As you said earlier - the Republican party has no problem with Goldman and Exxon taking over the country. They don’t need anyone to play the clown. If Trump were abducted by aliens, the Republicans would be perfectly happy with the people he’s already put in place (aside from his children, and even they would be welcome, assuming they could adjust to not having Daddy to promote them.)

Donald Trump is not deliberately humiliating himself in order to draw fire for the Republicans so that they can appoint their favorite corporate CEOs, whom none of them object to.

Republicans like Donald. They think he’s clever. They think he’s a boss. Republicans, including Donald, like the people he’s appointed. There is no real opposition to Donald Trump, except in the details.

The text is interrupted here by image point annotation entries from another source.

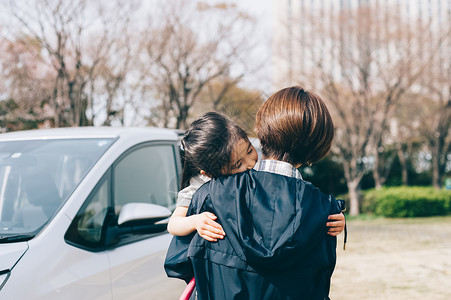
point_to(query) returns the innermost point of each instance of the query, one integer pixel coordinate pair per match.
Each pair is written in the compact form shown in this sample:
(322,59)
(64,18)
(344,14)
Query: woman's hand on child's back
(336,224)
(207,227)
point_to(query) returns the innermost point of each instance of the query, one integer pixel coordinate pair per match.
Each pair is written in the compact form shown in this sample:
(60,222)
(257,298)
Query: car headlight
(4,275)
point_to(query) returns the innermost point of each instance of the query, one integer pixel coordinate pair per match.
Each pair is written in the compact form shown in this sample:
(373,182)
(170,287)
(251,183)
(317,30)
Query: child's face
(244,157)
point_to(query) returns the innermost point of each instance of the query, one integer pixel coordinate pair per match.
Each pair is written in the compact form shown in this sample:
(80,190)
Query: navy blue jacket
(276,244)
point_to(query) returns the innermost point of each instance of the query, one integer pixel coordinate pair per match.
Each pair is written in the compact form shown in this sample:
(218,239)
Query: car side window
(146,175)
(87,228)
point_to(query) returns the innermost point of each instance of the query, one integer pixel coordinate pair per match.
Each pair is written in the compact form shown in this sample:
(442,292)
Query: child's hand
(207,228)
(337,225)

This is not a cunning plan. This is just Republicans being Republicans, doing Republican things.

Which actually pushes into internal issues with members of his own administration if it’s just more money for the military. Mattis and McMaster came from a maneuver background and achieved flag rank in an era when stability operations (especially counter-insurgency) were at the forefront. In one of the almost obligatory public letters from generals and admirals at this point they referenced Mattis commenting when he was CENTCOM Commander.

Graham and McCain (they both sit on both Intell and Armed Services committees although McCain is an ex-oficio/non-voting member on Intelligence) don’t seem likely to be bought off with mere DOD budget increases when they were among those that disagreed with the travel ban EO on foreign policy grounds. They were thinking in terms beyond just spending to give CENTCOM and AFRICOM more stuff for ongoing, kinetic, counter-terror campaigns.

McCain has gone as far as joining Schumer to propose legislation that would have required Congressional approval to lift Russian sanctions. It never went anywhere but it does highlight the friction point on foreign policy if things continue on the current path. It may also highlight the stupidity of attacking a very senior Senator for being a POW. :smiley:

Yes, that’s how I see it. “Let’s make everyone hate us” isn’t just a bad plan, it’s an unnecessary one. The fact that these things the conspiracy is allegedly designed to distract us from are the US’s political noise floor and not secret at all doesn’t seem to faze my conspiracy-minded friend.

(Before the election, he also claimed that Trump was an anti-ringer designed to push primary voters towards Jeb Bush. I haven’t asked if the same people were behind both conspiracies.)